Published online May 18, 2019. doi: 10.5312/wjo.v10.i5.219
Peer-review started: January 22, 2019
First decision: April 11, 2019
Revised: April 30, 2019
Accepted: May 14, 2019
Article in press: May 14, 2019
Published online: May 18, 2019
Processing time: 117 Days and 10.4 Hours
The purpose of open reduction and internal fixation of acetabulum posterior wall fractures is to restore anatomical structure and stability of the hip joint, in order to start weight bearing as soon as possible and prevent hip arthrosis; restoration of the anatomy should preserve function of the joint as well. Although “special shaped precontoured plates” have been developed in recent years for surgical treatment of this region, studies comparing the traditional plates with the newly designed precontoured plates are lacking.
To evaluate the biomechanical properties of precontoured anatomic buttress and conventional curved reconstruction plates (CCRPs) for posterior wall acetabulum fracture treatment.
Twelve pelvis models were created for testing plate treatment of fracture in the posterior wall of the acetabulum. These 12 pelvis models were used to create 24 hemipelvis models (experimental) by cutting from the sagittal plane and passing over the center of gravity, after which the posterior wall acetabular fractures (of similar type and size) were created. In these experimental models, the right acetabulum was fixed with a 5-hole CCRP, while the left was fixed with a precontoured anatomic buttress plate (PABP). Samples were placed through the test device and were subjected to static load testing, with a constant testing velocity of 2 mm/min until the load reached 2.3 kN or the acetabular fixation failed. Dynamic tests were also performed with sinusoidal wave load, with a maximal load of 2.3 kN and a load ratio of 0.1.

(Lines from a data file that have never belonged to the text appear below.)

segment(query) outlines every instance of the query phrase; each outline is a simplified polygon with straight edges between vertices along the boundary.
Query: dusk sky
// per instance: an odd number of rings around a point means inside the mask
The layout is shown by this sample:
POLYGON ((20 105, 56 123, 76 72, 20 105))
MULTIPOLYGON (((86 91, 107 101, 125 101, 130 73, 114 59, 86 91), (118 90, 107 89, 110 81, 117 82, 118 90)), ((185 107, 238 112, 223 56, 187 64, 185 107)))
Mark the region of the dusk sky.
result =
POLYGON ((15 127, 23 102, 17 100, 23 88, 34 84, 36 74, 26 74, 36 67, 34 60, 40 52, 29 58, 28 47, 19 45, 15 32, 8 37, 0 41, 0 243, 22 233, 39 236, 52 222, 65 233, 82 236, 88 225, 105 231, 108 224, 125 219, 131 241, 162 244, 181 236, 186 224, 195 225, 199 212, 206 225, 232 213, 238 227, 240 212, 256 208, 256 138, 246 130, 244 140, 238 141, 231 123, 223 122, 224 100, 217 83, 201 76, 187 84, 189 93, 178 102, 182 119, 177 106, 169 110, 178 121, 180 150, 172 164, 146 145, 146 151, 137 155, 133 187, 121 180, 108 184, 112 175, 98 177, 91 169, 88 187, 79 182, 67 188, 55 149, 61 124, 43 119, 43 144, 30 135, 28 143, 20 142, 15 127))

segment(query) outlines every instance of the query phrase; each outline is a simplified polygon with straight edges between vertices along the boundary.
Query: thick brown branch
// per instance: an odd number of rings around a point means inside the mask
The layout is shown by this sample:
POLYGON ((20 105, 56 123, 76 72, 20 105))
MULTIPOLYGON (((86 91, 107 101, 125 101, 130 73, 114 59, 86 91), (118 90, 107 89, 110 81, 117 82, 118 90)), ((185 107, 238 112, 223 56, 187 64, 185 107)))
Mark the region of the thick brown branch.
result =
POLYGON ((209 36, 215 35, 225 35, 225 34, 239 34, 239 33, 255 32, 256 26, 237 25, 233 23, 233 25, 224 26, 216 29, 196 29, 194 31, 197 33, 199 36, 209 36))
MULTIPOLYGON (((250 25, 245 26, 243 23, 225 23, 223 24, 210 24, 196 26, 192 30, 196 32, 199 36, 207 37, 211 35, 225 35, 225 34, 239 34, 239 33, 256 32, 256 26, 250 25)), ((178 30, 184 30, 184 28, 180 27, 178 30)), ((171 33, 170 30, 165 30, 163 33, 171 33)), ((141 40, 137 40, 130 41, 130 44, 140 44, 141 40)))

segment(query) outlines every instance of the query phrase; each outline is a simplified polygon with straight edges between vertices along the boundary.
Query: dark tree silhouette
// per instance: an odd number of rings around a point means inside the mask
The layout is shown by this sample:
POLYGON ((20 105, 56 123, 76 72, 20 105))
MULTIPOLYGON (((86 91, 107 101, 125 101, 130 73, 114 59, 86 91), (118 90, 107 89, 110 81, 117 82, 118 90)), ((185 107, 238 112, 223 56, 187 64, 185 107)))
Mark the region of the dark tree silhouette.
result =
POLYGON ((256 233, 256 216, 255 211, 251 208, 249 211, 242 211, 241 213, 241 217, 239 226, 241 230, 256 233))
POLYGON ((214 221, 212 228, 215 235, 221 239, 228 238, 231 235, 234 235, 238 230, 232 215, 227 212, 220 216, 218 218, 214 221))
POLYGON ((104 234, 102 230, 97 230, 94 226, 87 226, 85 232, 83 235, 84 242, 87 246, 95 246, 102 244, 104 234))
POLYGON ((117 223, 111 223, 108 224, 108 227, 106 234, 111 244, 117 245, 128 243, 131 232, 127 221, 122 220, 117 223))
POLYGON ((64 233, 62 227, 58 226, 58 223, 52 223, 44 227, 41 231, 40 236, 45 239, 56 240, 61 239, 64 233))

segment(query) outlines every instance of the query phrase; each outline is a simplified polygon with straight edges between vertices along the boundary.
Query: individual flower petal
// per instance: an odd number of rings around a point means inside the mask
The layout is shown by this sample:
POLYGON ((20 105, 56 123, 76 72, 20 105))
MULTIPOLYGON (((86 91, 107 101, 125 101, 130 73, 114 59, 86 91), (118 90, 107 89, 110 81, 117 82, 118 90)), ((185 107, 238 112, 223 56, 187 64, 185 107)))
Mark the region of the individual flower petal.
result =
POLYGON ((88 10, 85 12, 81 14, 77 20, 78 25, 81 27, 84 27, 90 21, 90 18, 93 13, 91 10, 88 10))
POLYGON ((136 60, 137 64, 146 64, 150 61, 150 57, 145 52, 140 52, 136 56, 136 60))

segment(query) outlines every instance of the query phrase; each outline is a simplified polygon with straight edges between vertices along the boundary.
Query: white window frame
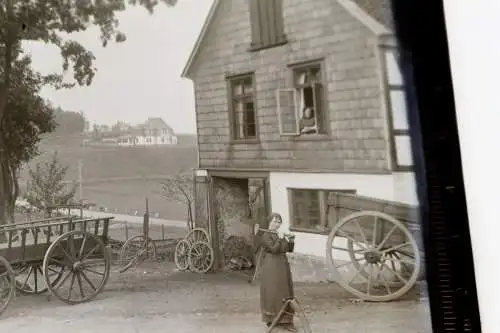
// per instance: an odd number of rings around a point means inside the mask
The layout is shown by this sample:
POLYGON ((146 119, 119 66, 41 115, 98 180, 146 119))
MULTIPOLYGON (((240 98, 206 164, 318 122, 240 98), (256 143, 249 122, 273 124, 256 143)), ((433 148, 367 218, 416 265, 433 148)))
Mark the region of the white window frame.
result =
POLYGON ((277 116, 278 116, 278 124, 279 124, 279 131, 280 135, 282 136, 299 136, 300 135, 300 128, 299 128, 299 113, 298 113, 298 108, 297 108, 297 90, 295 88, 280 88, 276 89, 276 103, 277 103, 277 116), (282 112, 281 112, 281 93, 282 92, 287 92, 287 93, 292 93, 293 94, 293 109, 294 109, 294 117, 295 117, 295 131, 289 131, 286 132, 285 129, 283 128, 283 119, 282 119, 282 112))
MULTIPOLYGON (((408 124, 408 106, 406 101, 406 93, 405 93, 405 85, 403 73, 401 72, 401 68, 399 63, 397 63, 396 56, 396 65, 395 68, 398 70, 396 75, 400 77, 400 83, 394 83, 394 78, 389 77, 390 75, 390 66, 387 59, 387 54, 390 52, 399 52, 398 48, 395 46, 381 45, 380 46, 380 58, 382 64, 382 73, 383 73, 383 87, 384 87, 384 97, 385 97, 385 105, 387 107, 387 123, 389 130, 389 144, 390 144, 390 156, 391 156, 391 166, 393 171, 413 171, 413 156, 411 151, 411 137, 410 130, 408 124), (391 82, 392 81, 392 82, 391 82), (400 91, 403 92, 403 103, 404 103, 404 118, 406 119, 406 125, 400 128, 396 128, 397 124, 395 124, 394 119, 396 114, 394 113, 394 103, 395 100, 392 98, 393 92, 400 91), (399 139, 399 140, 398 140, 399 139), (401 139, 403 141, 401 141, 401 139), (403 143, 407 142, 406 149, 401 152, 401 155, 398 153, 398 142, 403 143), (400 158, 404 155, 406 159, 409 160, 410 163, 401 163, 400 158)), ((403 118, 403 119, 404 119, 403 118)), ((404 145, 402 145, 404 146, 404 145)))

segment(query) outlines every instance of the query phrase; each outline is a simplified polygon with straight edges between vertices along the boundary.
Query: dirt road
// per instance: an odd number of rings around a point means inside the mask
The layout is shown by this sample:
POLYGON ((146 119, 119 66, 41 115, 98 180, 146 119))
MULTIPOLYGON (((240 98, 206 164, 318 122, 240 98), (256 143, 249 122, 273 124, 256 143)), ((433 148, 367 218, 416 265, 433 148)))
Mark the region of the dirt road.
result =
MULTIPOLYGON (((392 303, 356 303, 335 284, 296 285, 314 333, 430 333, 428 305, 415 292, 392 303)), ((50 295, 20 296, 0 332, 264 332, 259 287, 240 273, 196 275, 171 263, 112 273, 94 301, 69 306, 50 295)), ((278 332, 278 331, 276 331, 278 332)))

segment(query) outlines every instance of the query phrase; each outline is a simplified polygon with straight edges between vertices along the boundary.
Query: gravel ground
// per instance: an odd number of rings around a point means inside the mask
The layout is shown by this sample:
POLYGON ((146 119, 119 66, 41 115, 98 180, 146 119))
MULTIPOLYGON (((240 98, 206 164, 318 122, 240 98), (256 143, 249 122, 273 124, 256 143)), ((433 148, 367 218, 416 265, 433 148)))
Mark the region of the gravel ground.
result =
MULTIPOLYGON (((0 318, 0 332, 264 332, 259 287, 237 272, 197 275, 171 263, 112 272, 95 300, 65 305, 49 294, 19 296, 0 318)), ((431 332, 428 303, 416 291, 397 302, 356 302, 334 283, 297 283, 312 331, 431 332)), ((276 331, 278 332, 278 330, 276 331)))

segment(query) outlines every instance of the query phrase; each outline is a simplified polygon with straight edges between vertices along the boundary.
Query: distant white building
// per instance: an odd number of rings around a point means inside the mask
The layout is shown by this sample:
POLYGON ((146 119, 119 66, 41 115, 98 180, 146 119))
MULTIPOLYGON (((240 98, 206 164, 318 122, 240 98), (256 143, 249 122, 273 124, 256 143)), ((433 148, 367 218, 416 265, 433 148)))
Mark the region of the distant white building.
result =
POLYGON ((119 146, 176 145, 177 136, 172 127, 159 117, 148 118, 141 125, 117 138, 119 146))

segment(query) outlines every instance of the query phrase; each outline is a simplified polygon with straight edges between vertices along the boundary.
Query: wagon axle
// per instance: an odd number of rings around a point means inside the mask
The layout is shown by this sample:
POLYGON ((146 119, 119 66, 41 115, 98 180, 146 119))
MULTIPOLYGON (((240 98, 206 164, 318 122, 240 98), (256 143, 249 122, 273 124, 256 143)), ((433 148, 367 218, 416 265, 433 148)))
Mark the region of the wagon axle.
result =
POLYGON ((382 262, 383 254, 379 251, 369 251, 364 254, 365 260, 369 264, 378 264, 382 262))

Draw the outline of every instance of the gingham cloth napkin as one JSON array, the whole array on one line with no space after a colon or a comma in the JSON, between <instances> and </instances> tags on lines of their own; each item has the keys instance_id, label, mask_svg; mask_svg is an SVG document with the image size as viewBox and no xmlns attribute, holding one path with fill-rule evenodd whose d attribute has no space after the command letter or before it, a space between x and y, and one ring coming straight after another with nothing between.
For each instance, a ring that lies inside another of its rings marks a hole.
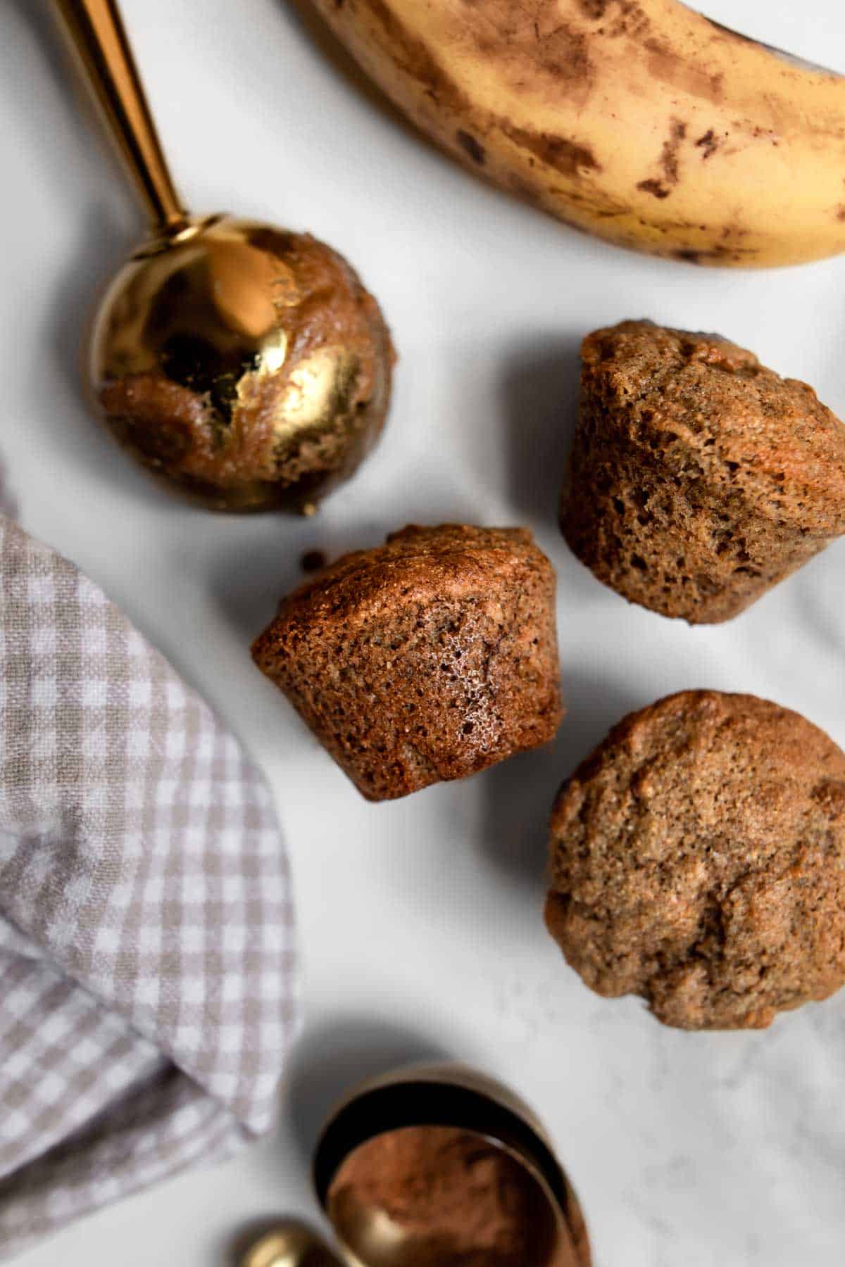
<instances>
[{"instance_id":1,"label":"gingham cloth napkin","mask_svg":"<svg viewBox=\"0 0 845 1267\"><path fill-rule=\"evenodd\" d=\"M237 740L0 514L0 1257L267 1129L286 855Z\"/></svg>"}]
</instances>

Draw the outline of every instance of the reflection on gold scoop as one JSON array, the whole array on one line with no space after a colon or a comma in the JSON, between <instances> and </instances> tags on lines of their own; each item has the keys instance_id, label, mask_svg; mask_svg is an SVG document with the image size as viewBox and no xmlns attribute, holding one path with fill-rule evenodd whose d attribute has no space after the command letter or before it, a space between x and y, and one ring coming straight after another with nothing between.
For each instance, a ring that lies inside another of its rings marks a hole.
<instances>
[{"instance_id":1,"label":"reflection on gold scoop","mask_svg":"<svg viewBox=\"0 0 845 1267\"><path fill-rule=\"evenodd\" d=\"M394 356L379 307L309 234L187 215L115 0L57 8L152 222L94 324L98 407L206 506L309 513L384 424Z\"/></svg>"},{"instance_id":2,"label":"reflection on gold scoop","mask_svg":"<svg viewBox=\"0 0 845 1267\"><path fill-rule=\"evenodd\" d=\"M314 1186L341 1257L285 1221L239 1267L592 1263L578 1197L541 1123L507 1087L461 1066L408 1067L359 1086L323 1129Z\"/></svg>"}]
</instances>

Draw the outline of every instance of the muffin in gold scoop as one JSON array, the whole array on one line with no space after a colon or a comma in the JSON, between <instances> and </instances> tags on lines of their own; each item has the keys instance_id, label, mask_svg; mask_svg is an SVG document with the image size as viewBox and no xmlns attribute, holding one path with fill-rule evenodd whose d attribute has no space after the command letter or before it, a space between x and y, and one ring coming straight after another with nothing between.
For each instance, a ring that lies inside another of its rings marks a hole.
<instances>
[{"instance_id":1,"label":"muffin in gold scoop","mask_svg":"<svg viewBox=\"0 0 845 1267\"><path fill-rule=\"evenodd\" d=\"M214 509L309 513L378 440L390 334L337 252L213 217L124 266L91 345L118 440Z\"/></svg>"}]
</instances>

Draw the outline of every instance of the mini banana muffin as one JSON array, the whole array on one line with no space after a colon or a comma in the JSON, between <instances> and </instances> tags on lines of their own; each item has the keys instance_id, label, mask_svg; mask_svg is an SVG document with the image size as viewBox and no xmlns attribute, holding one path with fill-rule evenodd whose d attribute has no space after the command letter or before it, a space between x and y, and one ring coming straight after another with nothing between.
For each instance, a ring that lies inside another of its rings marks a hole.
<instances>
[{"instance_id":1,"label":"mini banana muffin","mask_svg":"<svg viewBox=\"0 0 845 1267\"><path fill-rule=\"evenodd\" d=\"M407 527L283 599L252 655L370 801L552 739L555 574L526 528Z\"/></svg>"},{"instance_id":2,"label":"mini banana muffin","mask_svg":"<svg viewBox=\"0 0 845 1267\"><path fill-rule=\"evenodd\" d=\"M631 713L561 788L546 924L597 993L764 1029L845 981L845 753L754 696Z\"/></svg>"},{"instance_id":3,"label":"mini banana muffin","mask_svg":"<svg viewBox=\"0 0 845 1267\"><path fill-rule=\"evenodd\" d=\"M623 598L730 620L845 532L845 427L718 334L589 334L560 526Z\"/></svg>"}]
</instances>

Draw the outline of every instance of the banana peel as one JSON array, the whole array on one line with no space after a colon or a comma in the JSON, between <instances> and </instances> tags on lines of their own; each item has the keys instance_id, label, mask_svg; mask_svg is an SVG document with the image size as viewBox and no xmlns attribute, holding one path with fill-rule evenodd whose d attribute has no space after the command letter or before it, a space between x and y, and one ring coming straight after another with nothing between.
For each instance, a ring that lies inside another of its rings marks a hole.
<instances>
[{"instance_id":1,"label":"banana peel","mask_svg":"<svg viewBox=\"0 0 845 1267\"><path fill-rule=\"evenodd\" d=\"M845 251L845 77L678 0L312 0L464 166L618 246L769 267Z\"/></svg>"}]
</instances>

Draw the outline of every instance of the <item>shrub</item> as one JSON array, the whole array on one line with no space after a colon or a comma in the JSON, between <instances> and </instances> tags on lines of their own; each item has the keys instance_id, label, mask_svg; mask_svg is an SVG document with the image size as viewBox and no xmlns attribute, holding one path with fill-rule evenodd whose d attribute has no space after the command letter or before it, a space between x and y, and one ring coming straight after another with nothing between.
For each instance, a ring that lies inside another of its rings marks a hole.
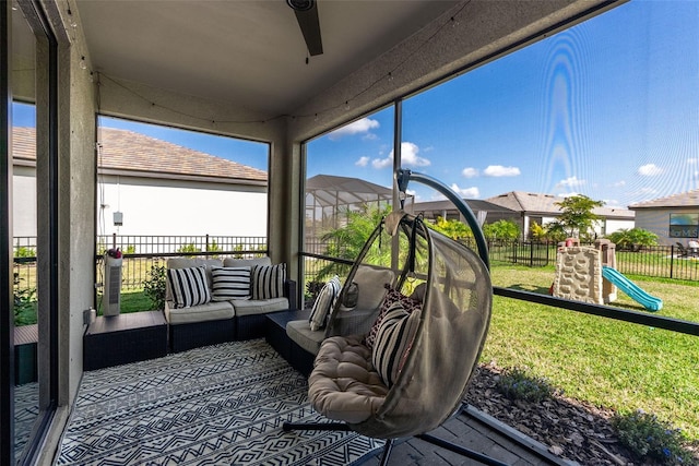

The average stiffness values were 460.83 ± 95.47 N/mm for the PABP and 291.99 ± 118.58 N/mm for the 5-hole CCRP. The precontoured anatomic acetabulum buttress plates had significantly higher rigidity than the CCRPs (P = 0.022). There was a statistically significant difference between the unloaded and 2.3 kN-loaded values of AL (posterosuperior fracture line vertical to the ground surface) and CL (posteroinferior fracture line vertical to the ground surface) parameters for both the PABPs and the 5-hole CCRPs (P = 0.036 and P = 0.045, respectively). According to the static tests, the amount of total displacement was significantly less in the PABPs than in the CCRPs. Comparative analysis of the displacement in the BL (posterior wall fracture line horizontal to the ground) parameter yielded no statistically significant differences between the PABP and the 5-hole CCRPs (P = 0.261).
PABP provides more stable fixation in acetabulum posterior wall fractures than 5-hole CCRP, allowing for proximal or distal fracture line screw application without reshaping.
Core tip: The results of this biomechanical study demonstrated that application of precontoured anatomic acetabular buttress plates in posterior wall fractures of the acetabulum provide more stable fixation than 5-hole conventional curved reconstruction plates. For the precontoured anatomic acetabular buttress plate, its features of anatomic contour, low profile, avoidance of joint penetration by locking screws, and allowance of placement of more screws through both the proximal and distal parts of a fracture pattern as needed represent marked advantages over the traditional plate.